Amos T. Akerman of Georgia, Grant’s second attorney general, was “honest and
incorruptible” and “devoted to the rule of law.” When Congress created the
Department of Justice the same week as his appointment, the attorney general
became overnight the head of “an active department with a substantial array of new
powers.” Those powers were sorely needed to fight the Klan and what Chernow
appropriately calls “the worst outbreak of domestic terrorism in American history.”
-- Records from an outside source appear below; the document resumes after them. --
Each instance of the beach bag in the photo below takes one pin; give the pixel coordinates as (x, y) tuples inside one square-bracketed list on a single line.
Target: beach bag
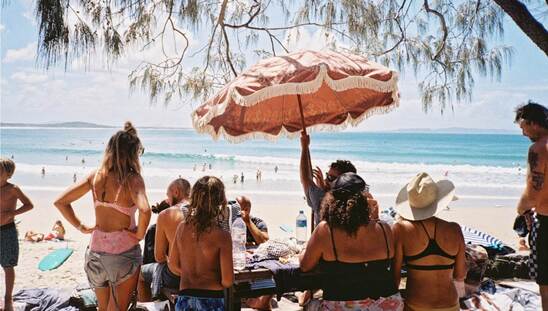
[(508, 266)]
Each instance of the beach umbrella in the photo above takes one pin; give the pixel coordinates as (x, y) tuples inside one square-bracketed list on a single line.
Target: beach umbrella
[(283, 95)]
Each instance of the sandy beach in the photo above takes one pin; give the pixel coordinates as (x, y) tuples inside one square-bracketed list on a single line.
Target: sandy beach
[(276, 209)]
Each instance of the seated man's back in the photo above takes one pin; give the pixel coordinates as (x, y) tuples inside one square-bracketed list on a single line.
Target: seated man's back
[(201, 258)]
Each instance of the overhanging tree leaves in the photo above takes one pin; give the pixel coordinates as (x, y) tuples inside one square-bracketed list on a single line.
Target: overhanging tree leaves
[(206, 43)]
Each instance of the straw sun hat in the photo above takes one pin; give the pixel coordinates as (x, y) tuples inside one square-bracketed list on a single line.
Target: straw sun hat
[(421, 198)]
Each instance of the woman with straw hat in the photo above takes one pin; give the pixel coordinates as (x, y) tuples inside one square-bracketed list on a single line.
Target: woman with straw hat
[(431, 248)]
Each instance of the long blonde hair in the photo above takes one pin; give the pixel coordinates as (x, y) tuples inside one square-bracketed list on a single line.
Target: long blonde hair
[(122, 154), (207, 201)]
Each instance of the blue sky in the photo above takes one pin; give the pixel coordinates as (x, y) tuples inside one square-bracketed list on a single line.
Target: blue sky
[(30, 94)]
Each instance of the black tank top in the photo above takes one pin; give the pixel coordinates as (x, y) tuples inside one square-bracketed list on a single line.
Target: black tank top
[(344, 281)]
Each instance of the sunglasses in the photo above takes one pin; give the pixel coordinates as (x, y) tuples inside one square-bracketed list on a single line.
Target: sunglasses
[(329, 178)]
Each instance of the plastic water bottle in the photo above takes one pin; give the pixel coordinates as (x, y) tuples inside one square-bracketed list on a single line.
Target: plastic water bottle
[(238, 243), (301, 227)]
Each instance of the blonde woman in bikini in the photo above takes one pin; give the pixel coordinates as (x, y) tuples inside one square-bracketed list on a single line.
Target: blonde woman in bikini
[(113, 257)]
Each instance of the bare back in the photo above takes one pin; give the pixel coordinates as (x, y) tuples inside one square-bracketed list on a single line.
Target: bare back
[(166, 228), (432, 288), (8, 203), (369, 244), (538, 174), (204, 263), (106, 188)]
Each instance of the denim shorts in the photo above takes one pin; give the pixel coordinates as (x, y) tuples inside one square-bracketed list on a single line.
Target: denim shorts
[(9, 246)]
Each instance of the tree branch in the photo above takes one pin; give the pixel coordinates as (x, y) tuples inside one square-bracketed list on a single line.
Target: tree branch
[(443, 28), (526, 22)]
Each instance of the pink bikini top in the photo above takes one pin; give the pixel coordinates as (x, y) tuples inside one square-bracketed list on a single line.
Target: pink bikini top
[(129, 211)]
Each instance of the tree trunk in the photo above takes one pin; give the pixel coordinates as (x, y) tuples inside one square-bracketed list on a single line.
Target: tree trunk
[(526, 22)]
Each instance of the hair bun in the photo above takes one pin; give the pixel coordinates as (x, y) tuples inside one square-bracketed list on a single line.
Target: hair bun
[(128, 128)]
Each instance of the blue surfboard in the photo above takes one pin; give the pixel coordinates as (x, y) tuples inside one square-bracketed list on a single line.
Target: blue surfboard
[(55, 259)]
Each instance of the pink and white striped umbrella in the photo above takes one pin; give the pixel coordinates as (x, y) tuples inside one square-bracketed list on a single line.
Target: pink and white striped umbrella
[(284, 95)]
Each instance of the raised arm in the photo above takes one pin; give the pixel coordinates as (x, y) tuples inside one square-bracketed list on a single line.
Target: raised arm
[(536, 162), (175, 250), (305, 166), (227, 266), (161, 244), (27, 204), (398, 252), (73, 193), (139, 197), (459, 273), (311, 256)]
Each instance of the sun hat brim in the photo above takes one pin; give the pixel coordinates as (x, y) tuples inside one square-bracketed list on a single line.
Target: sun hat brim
[(446, 192)]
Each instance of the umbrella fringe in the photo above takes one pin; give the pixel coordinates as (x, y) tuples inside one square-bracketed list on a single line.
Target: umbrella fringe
[(309, 87), (209, 129), (390, 85)]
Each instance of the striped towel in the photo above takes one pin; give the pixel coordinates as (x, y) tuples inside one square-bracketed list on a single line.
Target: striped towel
[(474, 236)]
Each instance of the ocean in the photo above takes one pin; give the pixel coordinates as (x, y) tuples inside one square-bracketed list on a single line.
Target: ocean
[(487, 169)]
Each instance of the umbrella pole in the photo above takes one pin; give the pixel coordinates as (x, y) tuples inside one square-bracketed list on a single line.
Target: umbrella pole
[(312, 222)]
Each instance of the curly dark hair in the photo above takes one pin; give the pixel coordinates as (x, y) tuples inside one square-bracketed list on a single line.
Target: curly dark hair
[(343, 166), (532, 113), (345, 211), (207, 200)]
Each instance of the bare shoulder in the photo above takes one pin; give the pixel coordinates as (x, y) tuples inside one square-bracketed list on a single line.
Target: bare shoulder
[(402, 225), (221, 236), (136, 181)]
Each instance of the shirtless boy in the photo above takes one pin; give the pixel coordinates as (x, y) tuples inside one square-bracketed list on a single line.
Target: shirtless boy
[(533, 120), (9, 246)]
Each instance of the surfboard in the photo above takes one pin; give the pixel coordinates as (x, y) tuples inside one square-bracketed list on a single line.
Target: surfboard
[(55, 259)]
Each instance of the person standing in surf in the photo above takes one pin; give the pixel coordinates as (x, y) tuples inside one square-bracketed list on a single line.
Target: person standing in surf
[(533, 204), (9, 245), (113, 257)]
Grant signed three bills, collectively known as the Enforcement Acts, to
strengthen federal powers in combating Klan terrorism, which had already claimed
thousands of lives, the vast majority of them black. After the laws were in force,
“federal grand juries, many interracial, brought 3,384 indictments against the
K.K.K., resulting in 1,143 convictions.” Almost as important as the convictions was
the message they sent. As Akerman told his district attorneys, “If you cannot convict,
you, at least, can expose, and ultimately such exposures will make the community
ashamed of shielding the crime.”

By the end of his first term, scandals had begun to take their toll, but at the
same time the Klan — at least in its original incarnation — had been essentially
destroyed. “Peace has come to many places as never before,” declared Frederick
Douglass, an ally and admirer of Grant’s. “The scourging and slaughter of our people
have so far ceased.” However short-lived, it was an important victory not only for an
enlightened version of Reconstruction but also for the beneficial use of the powers of
the federal government to promote the general welfare and safety of all Americans,
not just some.

As president, Grant appointed a record number of African-Americans to
government positions all across the board, including the first black diplomat.
Douglass once noted “in one department at Washington I found 249” black
appointees, “and many more holding important positions in its service in different
parts of the country.” Early in his presidency and at the height of his popularity,
Grant had also been a booster of the 15th Amendment, giving former slaves the vote,
and many believe his support was key to its ratification by the states, which was far
from guaranteed. Grant himself minced no words in describing the magnitude of the
amendment’s passage, saying in a message to Congress upon its ratification, “The
adoption of the 15th Amendment ... constitutes the most important event that has
occurred, since the nation came into life.” He knew the right to vote is the heart of
democracy and did not hesitate to defend it, a legacy today’s Supreme Court and
Republicans in Washington and across the country should embrace, not abandon.

Chernow shows a fine balance in exposing Grant’s flaws and missteps as
president, and the ill-fated turn that Reconstruction took after a promising start,
while making it clear that Grant’s contributions after Appomattox were as
consequential to the survival of our democracy as any that came before. As
Americans continue the struggle to defend justice and equality in our tumultuous
and divisive era, we need to know what Grant did when our country’s very existence
hung in the balance. If we still believe in forming a more perfect union, his steady
and courageous example is more valuable than ever.